The Haunted House of Lunt

March 1929 Alexander Woollcott
The Haunted House of Lunt
March 1929 Alexander Woollcott

The Haunted House of Lunt

A Stern Investigation of Some Ghosts from Ancient Greece and Waukesha, Wisconsin

ALEXANDER WOOLLCOTT

ONCE upon a time, when Greece was young, long, long before the day of that nameless dramatist who wrote the poem we call the Book of Job, a sightly man with a fine voice, of which no one relished the resonance more than himself, stood upon a rock and spoke a piece. It was an heroic piece and a sad one, brewed from his memories of the things his grandmother had told him and now poured afresh out of his own swelling heart.
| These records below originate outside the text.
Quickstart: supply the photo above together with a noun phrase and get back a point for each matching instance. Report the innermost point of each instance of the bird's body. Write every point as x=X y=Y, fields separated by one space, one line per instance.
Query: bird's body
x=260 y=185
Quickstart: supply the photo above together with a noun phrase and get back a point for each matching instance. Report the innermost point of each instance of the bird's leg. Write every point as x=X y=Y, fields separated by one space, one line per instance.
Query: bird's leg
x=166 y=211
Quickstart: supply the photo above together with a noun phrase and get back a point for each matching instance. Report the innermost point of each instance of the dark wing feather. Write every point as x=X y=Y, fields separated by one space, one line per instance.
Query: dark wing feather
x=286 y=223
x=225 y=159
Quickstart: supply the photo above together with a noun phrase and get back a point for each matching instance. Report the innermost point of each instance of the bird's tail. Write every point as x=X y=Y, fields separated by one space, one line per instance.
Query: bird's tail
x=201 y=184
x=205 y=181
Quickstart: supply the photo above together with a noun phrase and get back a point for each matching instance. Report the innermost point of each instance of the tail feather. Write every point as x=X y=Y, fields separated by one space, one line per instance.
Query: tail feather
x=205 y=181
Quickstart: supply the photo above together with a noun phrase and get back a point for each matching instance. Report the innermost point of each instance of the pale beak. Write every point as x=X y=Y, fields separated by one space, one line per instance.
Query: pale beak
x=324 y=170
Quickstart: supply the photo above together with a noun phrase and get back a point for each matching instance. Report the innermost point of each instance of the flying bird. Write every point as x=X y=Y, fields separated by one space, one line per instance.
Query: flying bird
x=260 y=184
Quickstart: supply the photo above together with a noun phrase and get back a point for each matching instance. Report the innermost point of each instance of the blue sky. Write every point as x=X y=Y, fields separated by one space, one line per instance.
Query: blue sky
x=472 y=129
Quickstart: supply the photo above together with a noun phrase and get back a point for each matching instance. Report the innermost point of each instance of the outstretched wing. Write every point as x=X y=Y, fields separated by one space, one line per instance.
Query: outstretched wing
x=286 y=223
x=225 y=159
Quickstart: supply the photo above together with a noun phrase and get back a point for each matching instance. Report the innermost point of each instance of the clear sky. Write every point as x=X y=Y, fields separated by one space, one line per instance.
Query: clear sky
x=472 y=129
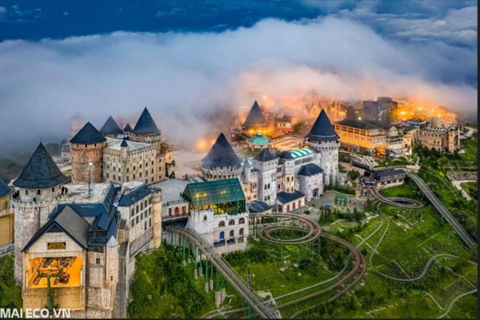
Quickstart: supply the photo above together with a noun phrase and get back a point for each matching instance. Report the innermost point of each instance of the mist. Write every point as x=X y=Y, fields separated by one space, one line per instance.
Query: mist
x=181 y=76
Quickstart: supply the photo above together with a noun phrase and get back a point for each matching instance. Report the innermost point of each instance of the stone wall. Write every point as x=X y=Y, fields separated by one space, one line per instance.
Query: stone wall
x=82 y=155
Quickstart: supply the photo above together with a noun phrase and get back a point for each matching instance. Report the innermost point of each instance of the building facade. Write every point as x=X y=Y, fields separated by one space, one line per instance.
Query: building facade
x=378 y=138
x=113 y=155
x=75 y=243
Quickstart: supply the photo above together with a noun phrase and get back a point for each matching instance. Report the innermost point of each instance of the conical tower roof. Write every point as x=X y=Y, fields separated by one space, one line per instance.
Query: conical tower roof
x=127 y=128
x=145 y=124
x=221 y=155
x=124 y=143
x=40 y=172
x=88 y=135
x=255 y=117
x=322 y=129
x=265 y=155
x=110 y=127
x=4 y=188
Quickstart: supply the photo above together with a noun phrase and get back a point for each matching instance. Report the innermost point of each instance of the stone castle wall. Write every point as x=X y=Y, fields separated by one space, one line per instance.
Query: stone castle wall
x=82 y=155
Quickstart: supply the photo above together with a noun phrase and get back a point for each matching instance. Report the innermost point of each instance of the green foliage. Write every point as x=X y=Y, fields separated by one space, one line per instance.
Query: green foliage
x=353 y=175
x=161 y=287
x=10 y=293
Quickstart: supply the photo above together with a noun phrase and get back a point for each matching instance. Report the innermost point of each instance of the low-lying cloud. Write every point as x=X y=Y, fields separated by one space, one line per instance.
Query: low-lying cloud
x=181 y=75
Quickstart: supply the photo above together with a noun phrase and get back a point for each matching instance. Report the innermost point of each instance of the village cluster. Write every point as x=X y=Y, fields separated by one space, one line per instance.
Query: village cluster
x=77 y=229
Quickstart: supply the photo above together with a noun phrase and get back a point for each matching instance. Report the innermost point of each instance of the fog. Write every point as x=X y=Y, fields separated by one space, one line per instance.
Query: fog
x=180 y=76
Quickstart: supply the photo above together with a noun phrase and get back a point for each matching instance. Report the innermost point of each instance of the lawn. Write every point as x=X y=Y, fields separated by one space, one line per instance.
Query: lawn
x=10 y=293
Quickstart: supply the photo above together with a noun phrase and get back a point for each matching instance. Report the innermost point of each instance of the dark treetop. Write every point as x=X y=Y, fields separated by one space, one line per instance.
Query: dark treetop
x=221 y=155
x=40 y=172
x=88 y=135
x=322 y=129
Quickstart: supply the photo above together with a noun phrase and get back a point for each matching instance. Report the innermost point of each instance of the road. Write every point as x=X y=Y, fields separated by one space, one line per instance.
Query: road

To his surprise and pleasure his neighbours were not only willing to listen to him, but seemed to enjoy doing so, a circumstance which mysteriously but definitely added to his own enjoyment of the occasion. He was, of course, the first tragedian.

Mingled in the listening throng was one who watched the speaker with an aching and envious attention, a little chap who said to himself that if he had as fine a figure and as beautiful a voice he, too, would mount a rock and hold all the rest of the village enthralled. But he was a less striking and a less splendid fellow, and his voice was cracked and undependable. They would only laugh at him. That would be terrible. And yet—well, suppose they did? Suppose, in defiant anticipation, he even tried to make them laugh? It would not be so much fun, but he would prefer it to the intolerable and suffocating silence to which he was now subjected. He would rather be laughed at than not get up on that rock at all. So he ventured timidly forth, expecting—even inviting—the laughter of his neighbors, with something of a flagellant's relish. The crowd rocked with merriment at him. He was, of course, the first comedian.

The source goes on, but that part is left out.